Is Iron Man 3 worth your time at the movies?

Shane Black is one of the screenwriting pioneers of the action genre.

Shane Black is one of the screenwriting pioneers of the action genre. Known for his ability to write snappy, witty action packed flicks such as Lethal Weapon, The Long Kiss Goodnight and The Last Boy Scout, this is a man we could put our hope in, and attempt to forget about those responsible for the heinous crime of Iron Man 2.

Iron Man 3 is every inch a Shane Black film, from its hilarious framing narrative, to the buddy cop feel at times reminiscent of his earlier work in Lethal Weapon. In sum, Iron Man 3 has been delivered as a whip smart, affecting piece of blockbuster entertainment.

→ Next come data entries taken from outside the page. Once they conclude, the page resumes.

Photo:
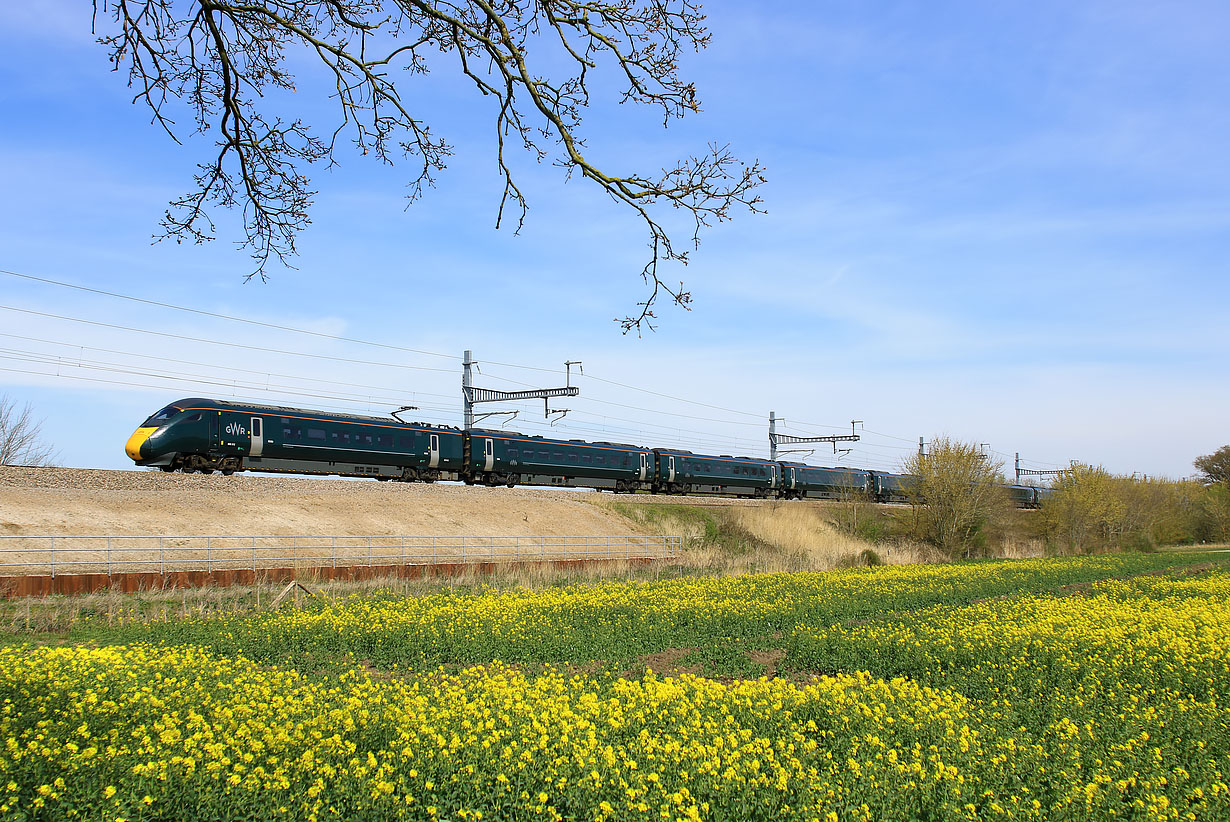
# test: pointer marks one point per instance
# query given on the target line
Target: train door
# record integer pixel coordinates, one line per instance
(257, 437)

The screenplay sparkles with continually inventive drips of genius that flow effortlessly from Downey Jr.’s mouth who by this point, is very much the character of Tony Stark, at least in the great pop consciousness. Swag and confident verve lead into panicked anxiety, revealing a side to Stark never really seen before. On the face this can be reduced to an entertaining, fun film about awesome shiny robots flying and shooting blasts of light from their chests, but yet on a deeper level it’s about the sides of ourselves we show in public, and the sides we keep exclusive to ourselves, and the potential those different sides to ourselves have to change and inform the lives of others.

It’s refreshing to see Stark out of his suit for a significant amount of time, and when the Mandarin is at his peak of terror, Tony Stark is forced to rediscover his humility, examine himself closer, and as a result, it forces him to be the best Tony Stark he can be.

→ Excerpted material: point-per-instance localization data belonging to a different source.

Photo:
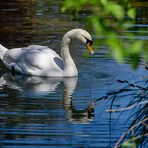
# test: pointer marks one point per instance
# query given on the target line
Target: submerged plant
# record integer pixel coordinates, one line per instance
(136, 134)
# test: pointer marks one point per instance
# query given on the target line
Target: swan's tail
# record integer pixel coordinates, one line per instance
(2, 51)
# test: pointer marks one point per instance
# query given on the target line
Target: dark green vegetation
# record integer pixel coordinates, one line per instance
(116, 20)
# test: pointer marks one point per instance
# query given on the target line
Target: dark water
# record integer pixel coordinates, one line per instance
(45, 112)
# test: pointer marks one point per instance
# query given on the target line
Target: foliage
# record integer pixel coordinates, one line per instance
(113, 19)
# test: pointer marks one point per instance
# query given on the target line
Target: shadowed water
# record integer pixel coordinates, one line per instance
(38, 112)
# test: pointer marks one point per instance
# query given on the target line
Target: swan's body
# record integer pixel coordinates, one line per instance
(42, 61)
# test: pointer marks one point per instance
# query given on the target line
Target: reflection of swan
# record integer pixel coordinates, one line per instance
(40, 85)
(43, 61)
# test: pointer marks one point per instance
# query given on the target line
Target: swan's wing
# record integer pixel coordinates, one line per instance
(11, 56)
(35, 60)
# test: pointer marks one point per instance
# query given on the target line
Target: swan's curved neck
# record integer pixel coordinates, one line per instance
(69, 65)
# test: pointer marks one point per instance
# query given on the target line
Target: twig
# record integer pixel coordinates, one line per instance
(122, 137)
(127, 108)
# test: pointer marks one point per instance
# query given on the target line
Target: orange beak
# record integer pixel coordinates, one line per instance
(88, 45)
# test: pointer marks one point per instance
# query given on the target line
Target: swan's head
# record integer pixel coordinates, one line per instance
(83, 36)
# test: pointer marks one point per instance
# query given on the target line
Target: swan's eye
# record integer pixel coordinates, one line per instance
(89, 45)
(89, 42)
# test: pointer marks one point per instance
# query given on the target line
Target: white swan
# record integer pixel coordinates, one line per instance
(42, 61)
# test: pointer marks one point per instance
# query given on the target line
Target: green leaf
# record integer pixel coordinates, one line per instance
(131, 13)
(115, 9)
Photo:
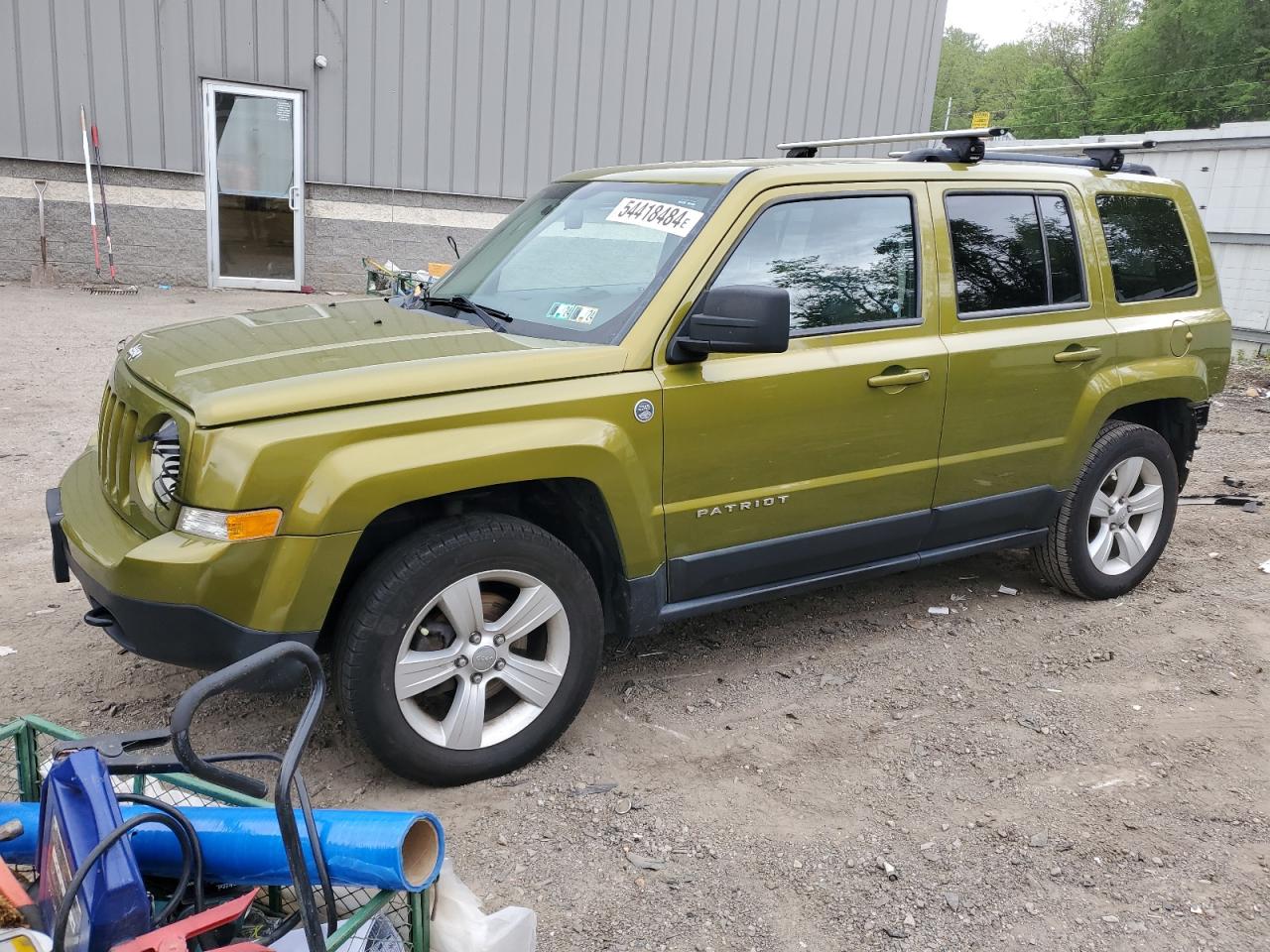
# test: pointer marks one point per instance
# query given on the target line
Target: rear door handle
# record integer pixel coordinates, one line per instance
(1084, 353)
(901, 380)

Gwyneth Paltrow gets a fair amount more to do this time around, and it’s a credit to her and Shane Black that she’s the most likeable she’s ever been, and I for one would enjoy her doing a bit more of the great acting she’s clearly capable of, as opposed to creating millionaire cookbooks that nobody can afford.

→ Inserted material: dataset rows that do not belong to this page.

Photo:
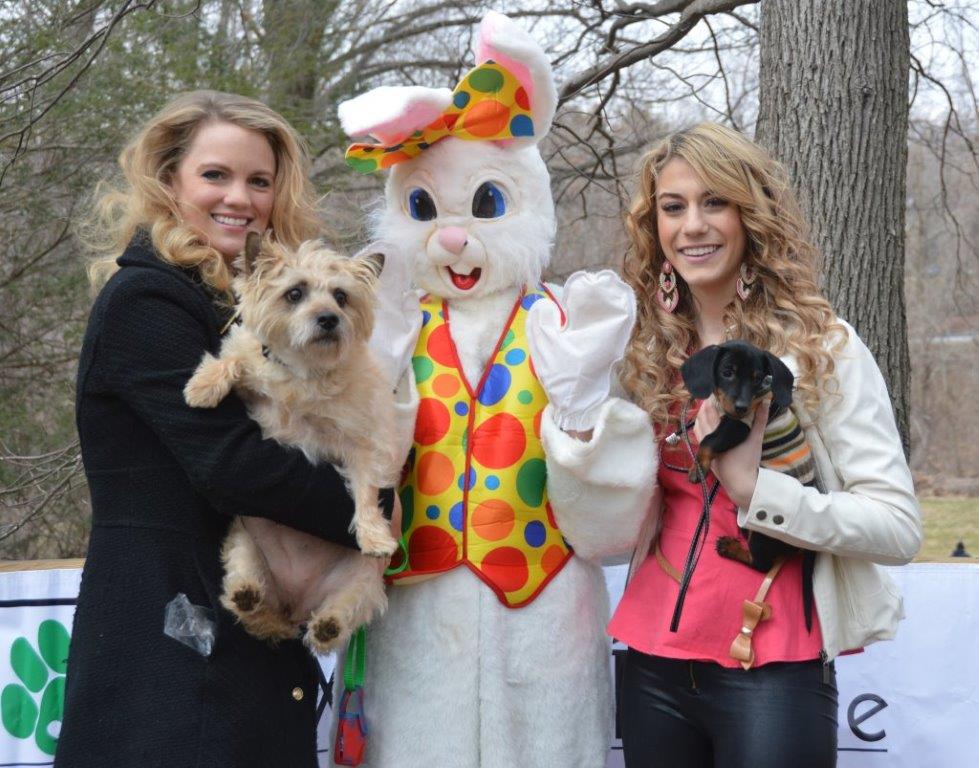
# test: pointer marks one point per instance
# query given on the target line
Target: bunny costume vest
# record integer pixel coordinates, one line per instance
(475, 490)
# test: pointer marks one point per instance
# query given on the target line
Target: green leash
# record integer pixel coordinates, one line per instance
(356, 661)
(396, 569)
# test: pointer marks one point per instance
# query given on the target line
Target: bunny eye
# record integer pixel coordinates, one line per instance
(421, 206)
(488, 202)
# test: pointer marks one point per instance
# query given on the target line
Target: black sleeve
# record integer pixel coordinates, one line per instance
(153, 335)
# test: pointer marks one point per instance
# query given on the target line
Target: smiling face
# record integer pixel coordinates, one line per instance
(701, 234)
(473, 218)
(225, 185)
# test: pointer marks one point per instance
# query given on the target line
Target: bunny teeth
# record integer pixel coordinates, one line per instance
(464, 282)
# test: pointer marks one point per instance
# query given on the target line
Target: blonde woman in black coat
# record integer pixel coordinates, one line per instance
(166, 479)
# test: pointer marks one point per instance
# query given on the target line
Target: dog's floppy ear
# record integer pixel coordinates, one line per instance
(698, 372)
(253, 248)
(782, 380)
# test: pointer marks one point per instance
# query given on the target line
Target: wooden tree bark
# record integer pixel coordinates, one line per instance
(834, 108)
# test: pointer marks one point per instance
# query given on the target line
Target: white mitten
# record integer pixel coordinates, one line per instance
(398, 318)
(574, 361)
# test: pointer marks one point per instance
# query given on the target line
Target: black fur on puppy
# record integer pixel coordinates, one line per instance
(739, 376)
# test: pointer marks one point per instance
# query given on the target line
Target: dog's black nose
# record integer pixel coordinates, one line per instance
(328, 321)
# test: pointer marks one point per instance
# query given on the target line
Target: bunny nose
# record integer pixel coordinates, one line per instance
(453, 239)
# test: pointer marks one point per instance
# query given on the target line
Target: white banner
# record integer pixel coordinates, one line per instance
(905, 704)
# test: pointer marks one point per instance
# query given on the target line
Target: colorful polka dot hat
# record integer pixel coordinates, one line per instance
(489, 104)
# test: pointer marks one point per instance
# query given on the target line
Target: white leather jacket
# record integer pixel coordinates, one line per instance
(863, 515)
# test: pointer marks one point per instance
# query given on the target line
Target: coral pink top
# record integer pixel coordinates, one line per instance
(711, 617)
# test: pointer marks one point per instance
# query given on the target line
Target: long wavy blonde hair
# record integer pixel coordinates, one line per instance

Here she takes on such a vital role. Pepper Potts has never wanted to be a part of the violence or risk or flying killing machinery, and that’s what makes her so crucial for Tony, and here Paltrow brings warmth and personality, instead of disappearing into the background as mere eye candy, or as a vehicle for Stark’s withering egotism.

Ben Kingsley is superb, bringing a real relish to his role as the Mandarin, a media savvy terrorist, and it appears Kingsley can play any ethnicity in the world.  An amalgamation of different cultures, he takes iconography and twists it to his own end. With the samurai style hair, the beard reminiscent of Bin Laden, and the royal robe, he takes what he wants and subverts it to whatever purpose is necessary.  

Both he and Guy Pearce, as a rival scientist to Stark, bring a real sense of impending threat, when their plan is fully revealed it brings the house down, further deepening our concern for Tony, as he continually attempts to fight them, and for the ones he loves while dealing with the natural anxiety that comes as a companion to brisk encounters with gods, aliens and wormholes experienced in Avengers Assemble.

It’s a success on many counts, Shane Black’s inclusion into the Marvel fold was an excellent decision, and it’s sure to pay off dividends in regards to box office takings. If Iron Man 1 was a great start in establishing this world surrounding Tony Stark, and Iron Man 2 was a dip in quality, Iron Man 3 is a wonderful end to the trilogy, pulling the franchise from the sneering indifference it threatened to drown in following the much aligned second entry.